Un pianiste va également jouer une composition dédiée à l’océan…
Antonio Santana : « La voix des océans est une commande. J’ai eu la chance de rencontrer Pierre Mollo, qui est un biologiste marin, grand spécialiste du plancton. Il est venu à Paris assister à l’un de mes concerts. Nous donnions mon Requiem. En sortant, il m’a dit « C’est incroyable ! Il y a beaucoup d’émotions qui se dégagent de votre écriture. J’ai un projet : je souhaite sensibiliser le grand public à la vie des océans ». Il avait envie de montrer ses images de plancton et il cherchait une musique qui pourrait les accompagner. Il m’a invité en Bretagne, à Quimper. Il m’a initié à la vie du plancton. J’ai fait un stage à ses côtés pendant une semaine. Il m’a montré les paysages et la mer, qui n’est pas évidemment pas la même que celle que je connaissais au Brésil. On a beaucoup discuté et j’ai travaillé plusieurs mois. L’œuvre a été créée il y a une petite dizaine d’années à Port-Louis, en plein air. C’était magnifique, parce qu’on avait la mer à côté. Le succès a été énorme, autant dans la presse qu’auprès du public. Les images projetées sont d’une beauté à couper le souffle et, pendant 45 minutes, on est plongé dans cet univers. On commence par les abysses et on va jusqu’aux eaux claires. Toute la vie défile devant nous. Saint-Saëns avait écrit le Carnaval des animaux, un ami compositeur m’a dit « Antonio, tu as écrit le « Carnaval des animaux de la mer » ». Ça n’a rien à voir, ce n’est pas du tout le même genre de musique mais ce titre pourrait être utilisé, effectivement. Pierre m’avait dit « Je veux une musique d’écriture savante mais elle doit être accessible ». L’enjeu était d’intéresser de jeunes enfants ou des adultes et pas uniquement une petite catégorie de personnes initiées. J’ai donc écrit une musique généreuse, qui peut toucher le public. Ce pari a été gagné. Récemment encore, une femme qui avait amené ses deux petits-fils me disait « Je ne comprends pas qu’on ne puisse pas entendre cette œuvre un peu partout », parce que ses petits-enfants lui demandaient « Grand-mère, est-ce qu’on pourra la réécouter ? ». Dimanche, nous allons donner une version pour piano solo de deux mouvements de La voix des océans, joués par Daniel Propper, qui est un pianiste remarquable. »
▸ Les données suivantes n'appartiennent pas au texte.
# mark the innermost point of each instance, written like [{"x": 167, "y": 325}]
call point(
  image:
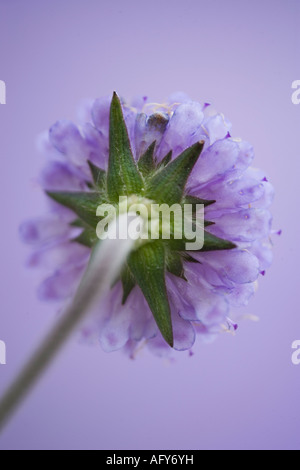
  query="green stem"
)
[{"x": 105, "y": 265}]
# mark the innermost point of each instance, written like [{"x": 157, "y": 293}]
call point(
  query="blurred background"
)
[{"x": 241, "y": 392}]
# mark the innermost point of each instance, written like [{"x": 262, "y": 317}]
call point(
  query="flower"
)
[{"x": 180, "y": 151}]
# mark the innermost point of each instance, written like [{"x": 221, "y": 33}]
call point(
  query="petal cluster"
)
[{"x": 214, "y": 281}]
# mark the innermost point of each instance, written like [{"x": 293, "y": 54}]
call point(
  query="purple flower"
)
[{"x": 211, "y": 282}]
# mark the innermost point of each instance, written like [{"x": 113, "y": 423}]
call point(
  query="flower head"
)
[{"x": 176, "y": 153}]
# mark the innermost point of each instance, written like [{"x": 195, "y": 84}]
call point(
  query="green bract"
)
[{"x": 162, "y": 182}]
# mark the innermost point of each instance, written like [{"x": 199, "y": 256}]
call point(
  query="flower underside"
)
[{"x": 162, "y": 182}]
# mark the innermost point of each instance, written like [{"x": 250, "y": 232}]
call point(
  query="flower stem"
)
[{"x": 105, "y": 265}]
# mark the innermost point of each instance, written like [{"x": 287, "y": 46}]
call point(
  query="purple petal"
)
[
  {"x": 214, "y": 162},
  {"x": 58, "y": 176},
  {"x": 246, "y": 225},
  {"x": 184, "y": 129},
  {"x": 61, "y": 285},
  {"x": 43, "y": 230},
  {"x": 66, "y": 138}
]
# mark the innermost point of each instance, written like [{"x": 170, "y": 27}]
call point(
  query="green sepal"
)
[
  {"x": 196, "y": 200},
  {"x": 98, "y": 175},
  {"x": 166, "y": 160},
  {"x": 175, "y": 264},
  {"x": 211, "y": 243},
  {"x": 128, "y": 283},
  {"x": 123, "y": 177},
  {"x": 147, "y": 265},
  {"x": 87, "y": 238},
  {"x": 146, "y": 163},
  {"x": 84, "y": 204},
  {"x": 167, "y": 186},
  {"x": 207, "y": 223}
]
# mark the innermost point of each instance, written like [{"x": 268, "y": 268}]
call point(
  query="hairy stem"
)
[{"x": 105, "y": 265}]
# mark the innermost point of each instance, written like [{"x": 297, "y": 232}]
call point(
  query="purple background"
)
[{"x": 240, "y": 392}]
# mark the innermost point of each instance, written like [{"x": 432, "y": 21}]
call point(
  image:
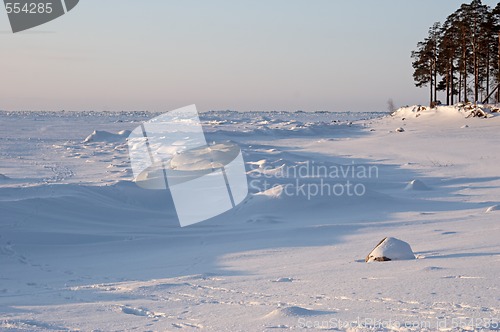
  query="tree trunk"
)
[
  {"x": 430, "y": 101},
  {"x": 459, "y": 85},
  {"x": 498, "y": 71},
  {"x": 487, "y": 75},
  {"x": 451, "y": 82}
]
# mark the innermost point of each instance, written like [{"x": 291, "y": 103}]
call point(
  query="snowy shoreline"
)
[{"x": 82, "y": 247}]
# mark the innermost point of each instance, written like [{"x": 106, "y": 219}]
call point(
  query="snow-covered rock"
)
[
  {"x": 390, "y": 249},
  {"x": 493, "y": 208},
  {"x": 416, "y": 185},
  {"x": 105, "y": 136}
]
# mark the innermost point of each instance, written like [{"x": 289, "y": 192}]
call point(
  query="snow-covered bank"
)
[{"x": 82, "y": 247}]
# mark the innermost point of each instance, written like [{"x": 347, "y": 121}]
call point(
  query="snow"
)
[{"x": 82, "y": 247}]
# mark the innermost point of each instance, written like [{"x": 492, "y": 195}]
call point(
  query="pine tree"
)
[{"x": 426, "y": 61}]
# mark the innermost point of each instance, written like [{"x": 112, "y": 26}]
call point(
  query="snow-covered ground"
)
[{"x": 82, "y": 248}]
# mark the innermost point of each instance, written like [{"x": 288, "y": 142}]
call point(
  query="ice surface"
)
[{"x": 82, "y": 247}]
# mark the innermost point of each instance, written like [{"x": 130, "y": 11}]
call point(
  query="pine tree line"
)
[{"x": 461, "y": 56}]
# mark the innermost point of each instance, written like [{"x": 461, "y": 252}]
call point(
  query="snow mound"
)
[
  {"x": 390, "y": 249},
  {"x": 416, "y": 185},
  {"x": 273, "y": 192},
  {"x": 295, "y": 311},
  {"x": 493, "y": 208},
  {"x": 106, "y": 136}
]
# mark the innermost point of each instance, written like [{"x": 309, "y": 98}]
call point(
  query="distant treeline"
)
[{"x": 461, "y": 56}]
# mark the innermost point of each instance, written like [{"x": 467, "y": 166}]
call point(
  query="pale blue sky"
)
[{"x": 243, "y": 55}]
Photo de têtière : François Mauger
Pour aller plus loin...
Le site web qui présente le concert salle Cortot
Le site web d'Antonio Santana
Après avoir écouté le Requiem, je fus fascinée par la musique d’Antonio Santana. « Les voix de l’océan » est une œuvre envoûtante, absolument fantastique. Ce qui est aussi très important – elle est accessible à un public non-professionnel. Je suis scientifique et je suis complètement emportée par cette œuvre.